Friday, 9 January 2009

You don't have to be an expert - that'll just annoy you even more.

There are a few things that really shit me about most science fiction, and that includes the new series of Doctor Who. I'm not talking about the big things, like having force fields or faster than light travel. I mean the easy bits of physics (and other sciences), the little bits of detail that just plain aren't necessary to break:
  • "200%": the point to 100%, you see, is that it's ALL. As in, EVERYTHING. If it's possible to ever "Go to 200%!" or record a reading on anything over 100%, then you haven't built your equipment properly.
  • "An unknown element!": No, actually, we know all of them. All the stable ones, anyway (we can create elements that have a half life shorter than the human mind is any good at comprehending). Unless they get suddenly stable at really BIG atomic numbers (which I believe has been suggested), you're not going to be meeting any new ones.
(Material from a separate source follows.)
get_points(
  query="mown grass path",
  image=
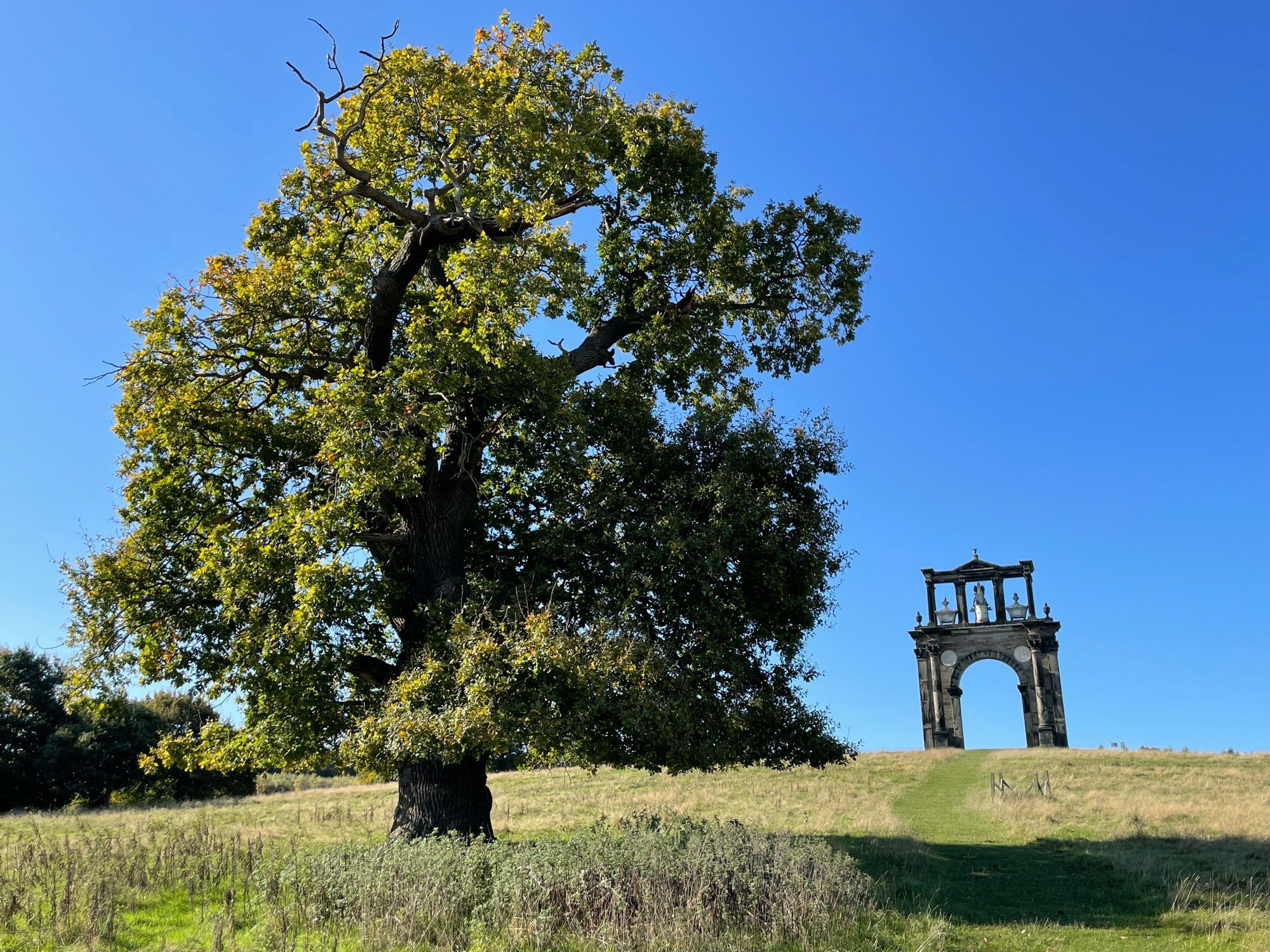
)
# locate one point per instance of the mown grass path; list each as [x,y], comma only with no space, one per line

Previously unknown compounds, well, that's easy.
  • Sound effects in space. I mean, come ON! Sound requires a medium through which to travel. Space has, roughly, an atom per cubic metre. So, no sound.
  • Explosions in space. There is a reason why you don't get fires in zero gravity, I believe - something to do with needing a gravity gradient. However: you don't get a fire if the reactants aren't mixed and in close proximity, either. How long is that going to last, in a vacuum?
  • Spaceships sharing a common 'down' and having the same orientation as each other when they meet. Hello? Zero gravity? What's your reference point?
  • Making up strange radiation or "particles". Isn't there enough weird physics in the world already? And how do you even get new types of radiation? Apart from changing the frequency?
  • Casually passing off psychic powers while everything else has an explanation. No, sorry, you can't slip that past while nobody's looking. Try again.
  • Nobody ever needs to go to the toilet onboard the TARDIS. Okay, that's just picky.
Any other ones you can think of?

Tuesday, 6 January 2009

This is why Clarkson patronises us.

Due to a massive corporate sponsorship deal, tax breaks for non-profit service organisations, and an 18,000km lifecycle, my new employer actually makes a profit on using XR6 Falcons as company cars.
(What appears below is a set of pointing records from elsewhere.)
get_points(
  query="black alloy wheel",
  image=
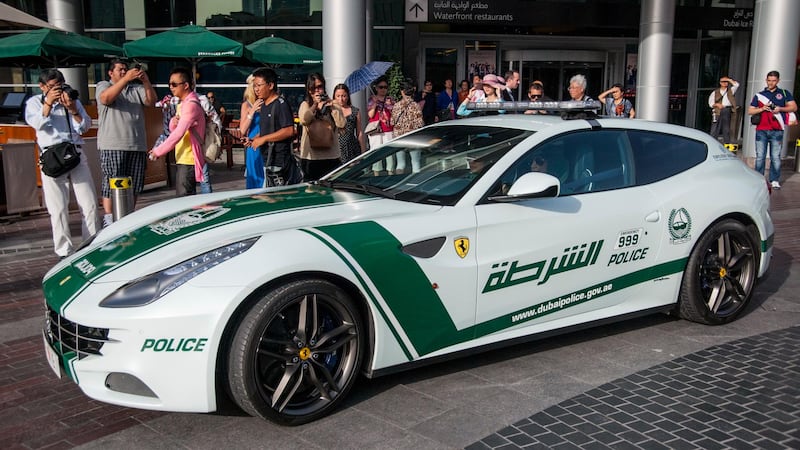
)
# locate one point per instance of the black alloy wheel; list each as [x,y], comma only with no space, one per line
[297,353]
[720,276]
Now, I'm pretty sure they'd make a profit on using base-model Falcons as company cars as well, but what fun would that be?
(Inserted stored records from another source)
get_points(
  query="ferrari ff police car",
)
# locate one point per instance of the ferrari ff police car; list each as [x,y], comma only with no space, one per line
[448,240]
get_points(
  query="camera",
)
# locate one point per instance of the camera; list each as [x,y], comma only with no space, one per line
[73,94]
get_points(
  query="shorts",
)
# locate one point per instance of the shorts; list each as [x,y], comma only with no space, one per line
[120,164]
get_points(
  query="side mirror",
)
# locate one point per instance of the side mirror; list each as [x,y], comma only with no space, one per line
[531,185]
What this means, however, is that for one week out of every three, I have an XR6 ute in my driveway. Strictly, it need hardly be said, for business purposes only.

There's just one problem.

It may be ungrateful, rude and possibly even sacrilegious to say this, but:

I don't think it's a very good car.

There is no feel from the steering whatsoever. The styling makes it really difficult to work out where the corners are. Visibility from the cabin is horribly compromised, particularly over your right shoulder, and through the left A-pillar. The throttle pedal is soft and imprecise. The suspension is crude (I mean, it has the 1-tonne suspension, which means
leaf-springs. Haven't they been phasing those out of bargain-basement trucks?). The gearbox is slow to react and slow to shift.

I actually prefer the way my partner's 1994 Commodore wagon drives, to the way this brand new sports-model Falcon ute drives.

Talk about a let-down.

Oh yes, and one more thing: It has the world's most stupid tray cover. It's rubberised fabric, and it's held down not by the good old-fashioned elastic rope around hooks, or even by clips. It's held on by what I can only describe as a giant zip-lock bag arrangement. There's a plastic lip around the edge of the cover which clips over a lip on the edge of the tray. It's very easy to not completely close it, and it's a fearful pain in the arse to get on. Who the hell thought that would be a good idea?